Sunday, February 09, 2020

Parasite

One of last year's nominees for Best Picture was a black & white film, Roma, about a girl who works as a servant for a wealthy family.  Over the course of the film we see the wealthy family treat their servants with indifference, and sometime with cruelty.  Yet, the closing moments of the film are offer some important perspective; even family members are often treated with indifference and cruelty.  It becomes clear that the girl is a member of the family. 

This year, one of the nominees for Best Picture is a film from South Korea, Parasite, about a family that is struggling to survive by folding pizza boxes for a local pizza shop.  Their WiFi has been turned off, which is a clear indication that they've sunken to a new low.  A friend of the family helps one of the family members get a job as a tutor for teenage daughter of a technology company executive.  In no time at all, through a series of carefully orchestrated personnel changes, the entire family has traded in pizza box folding for jobs in the executive's home.  Roma and Parasite have central characters who are servants for wealthy families, and that's where the comparison ends.  The central characters of Parasite don't have any respect for the wealthy family, to the contrary, they have animosity for them, and look to manipulate them at every opportunity.

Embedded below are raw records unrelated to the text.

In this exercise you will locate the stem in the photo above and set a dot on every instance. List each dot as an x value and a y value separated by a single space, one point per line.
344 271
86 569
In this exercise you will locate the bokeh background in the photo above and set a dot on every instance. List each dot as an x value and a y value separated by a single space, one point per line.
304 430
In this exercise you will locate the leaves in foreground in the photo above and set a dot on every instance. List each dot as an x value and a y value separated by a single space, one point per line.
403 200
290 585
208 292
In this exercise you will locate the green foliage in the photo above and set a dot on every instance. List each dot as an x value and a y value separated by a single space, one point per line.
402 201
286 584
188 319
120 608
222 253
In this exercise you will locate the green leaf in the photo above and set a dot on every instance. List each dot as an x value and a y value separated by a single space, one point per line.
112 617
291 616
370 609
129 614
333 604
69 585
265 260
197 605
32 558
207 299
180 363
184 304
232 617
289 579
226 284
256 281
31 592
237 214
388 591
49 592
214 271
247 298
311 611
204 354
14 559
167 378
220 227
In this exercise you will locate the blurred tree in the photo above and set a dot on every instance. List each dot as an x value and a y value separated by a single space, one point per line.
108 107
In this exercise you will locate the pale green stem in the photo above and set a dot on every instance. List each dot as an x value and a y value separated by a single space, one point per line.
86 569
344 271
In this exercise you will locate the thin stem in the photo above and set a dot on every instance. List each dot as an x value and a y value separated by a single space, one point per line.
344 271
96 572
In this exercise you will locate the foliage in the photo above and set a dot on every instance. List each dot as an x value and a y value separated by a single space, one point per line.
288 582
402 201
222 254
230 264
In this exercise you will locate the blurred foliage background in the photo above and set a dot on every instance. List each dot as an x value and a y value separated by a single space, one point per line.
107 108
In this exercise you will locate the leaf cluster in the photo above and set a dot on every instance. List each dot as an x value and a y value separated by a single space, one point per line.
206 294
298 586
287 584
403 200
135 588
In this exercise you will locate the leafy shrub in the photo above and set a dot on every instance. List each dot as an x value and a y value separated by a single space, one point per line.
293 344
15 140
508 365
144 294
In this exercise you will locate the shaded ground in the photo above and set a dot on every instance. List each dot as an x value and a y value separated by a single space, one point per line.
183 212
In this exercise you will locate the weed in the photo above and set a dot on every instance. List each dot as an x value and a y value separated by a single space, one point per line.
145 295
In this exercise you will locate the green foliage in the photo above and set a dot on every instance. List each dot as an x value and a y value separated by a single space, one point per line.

What's interesting is that the director of Parasite, Bong Joon Ho doesn't focus on the class conflict, rather he is interested in a certain struggle that is unique to the human condition; shame.  From the opening scenes where it is revealed that the central characters have been failing at everything; they can't keep jobs, they can't stay in school, and they can't fold pizza boxes very well.  As a result each of them feels a certain amount of shame, and they each are handling it in their own way.  What makes this film unique is that it is an amalgamation of two genres; part thoughtful ultra-realism character study (like Roma), and part twisted thriller (like The Girl With the Dragon Tattoo).  While this mixture ultimately worked, there were certain elements that just fell flat.  The scenes that were meant to be jarring felt uninspired, and the believably that was established in the first half of the film was missing during the climax.